During the year ended December 31, 2013, EMC acquired eight businesses. Complementing the Information Storage segment, we acquired substantially all of the assets of Adaptivity, Inc., a provider of software solutions that automate and accelerate enterprise IT migration to the cloud and all of the outstanding capital stock of ScaleIO, a provider of server-side storage software. A member of our board of directors is an investor in a limited partnership which held an equity interest in ScaleIO.  The director did not participate in any votes of the board of directors or any committee thereof approving the acquisition, and the terms of the acquisition were negotiated at arms’ length.

Complementing the Enterprise Content Division segment, we also acquired all of the outstanding capital stock of Sitrof Technologies, a document management consultancy provider. Complementing the RSA Information Security segment, we acquired all of the outstanding common stock of Aveksa, Inc., a provider of cloud-based identity and access management solutions and PassBan Corporation, a developer of mobile and cloud-based multi-factor authentication technology. Complementing the Pivotal segment, Pivotal acquired all of the outstanding common stock of Xtreme Labs, a provider of mobile strategy and product development.
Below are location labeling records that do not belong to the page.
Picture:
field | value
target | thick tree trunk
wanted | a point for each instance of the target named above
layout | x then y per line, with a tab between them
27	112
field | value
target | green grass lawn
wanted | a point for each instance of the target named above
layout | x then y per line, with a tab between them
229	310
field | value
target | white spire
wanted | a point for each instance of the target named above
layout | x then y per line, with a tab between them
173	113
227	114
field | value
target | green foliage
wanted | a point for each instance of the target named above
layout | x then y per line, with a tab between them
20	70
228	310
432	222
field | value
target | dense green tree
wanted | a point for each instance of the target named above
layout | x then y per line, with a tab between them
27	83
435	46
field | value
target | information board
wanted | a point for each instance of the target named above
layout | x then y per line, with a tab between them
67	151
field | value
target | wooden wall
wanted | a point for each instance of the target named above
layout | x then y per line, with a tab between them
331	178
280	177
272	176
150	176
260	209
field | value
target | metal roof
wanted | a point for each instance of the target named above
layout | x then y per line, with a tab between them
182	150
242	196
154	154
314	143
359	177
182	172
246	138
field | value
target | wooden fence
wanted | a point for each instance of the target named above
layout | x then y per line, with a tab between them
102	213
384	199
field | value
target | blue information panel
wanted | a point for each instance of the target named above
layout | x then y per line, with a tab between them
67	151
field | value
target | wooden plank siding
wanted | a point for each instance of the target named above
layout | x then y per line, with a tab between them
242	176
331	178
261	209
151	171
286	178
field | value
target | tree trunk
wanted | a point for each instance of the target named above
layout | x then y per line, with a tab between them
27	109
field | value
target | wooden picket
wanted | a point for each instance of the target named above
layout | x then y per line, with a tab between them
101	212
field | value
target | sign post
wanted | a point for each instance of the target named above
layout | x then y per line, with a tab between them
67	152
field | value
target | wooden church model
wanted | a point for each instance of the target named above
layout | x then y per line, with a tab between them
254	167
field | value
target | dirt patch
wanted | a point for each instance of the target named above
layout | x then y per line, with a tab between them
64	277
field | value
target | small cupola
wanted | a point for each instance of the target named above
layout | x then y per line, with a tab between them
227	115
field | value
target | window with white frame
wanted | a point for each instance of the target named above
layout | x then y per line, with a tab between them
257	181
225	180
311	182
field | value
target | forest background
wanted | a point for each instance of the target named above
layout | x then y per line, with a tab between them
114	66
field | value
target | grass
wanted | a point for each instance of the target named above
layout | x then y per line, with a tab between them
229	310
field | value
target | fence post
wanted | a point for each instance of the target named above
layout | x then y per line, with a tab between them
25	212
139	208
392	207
Additionally, during the year ended December 31, 2013, VMware acquired all of the outstanding common stock of two companies, which were not material either individually or in the aggregate, including Virsto Software, a provider of software that optimizes storage performance and utilization in virtual environments and Desktone, Inc., a provider of desktop-as-a-service for delivering Windows desktops and applications as a cloud service.     

The aggregate consideration for these eight acquisitions was $771 million, which consisted of $770 million of cash consideration, net of cash acquired. The consideration paid was allocated to the fair value of the assets acquired and liabilities assumed based on estimated fair values as of the respective acquisition dates. The aggregate allocation to goodwill, intangibles and net liabilities was approximately $596 million, $182 million and $8 million, respectively. The results of these acquisitions have been included in the consolidated financial statements from the date of purchase.

The fair value of our stock options for all of the aforementioned acquisitions in 2013 was estimated using the following weighted-average assumptions:
Expected term (in years)
1.8

Expected volatility
26.4
%
Risk-free interest rate
0.3
%
Dividend yield
1.5
%

The following represents the aggregate allocation of the purchase price for all of the aforementioned acquisitions to intangible assets (table in millions):
Developed technology (weighted-average useful life of 5 years)
$
138

Customer relationships (weighted-average useful life of 4 years)
34

In-process research and development

10

Total intangible assets
$
182


The total weighted-average amortization period for the intangible assets is 4 years. Most of our intangible assets are being amortized based upon the pattern in which the economic benefits of the intangible assets are estimated to be utilized and the remainder are amortized on a straight-line basis.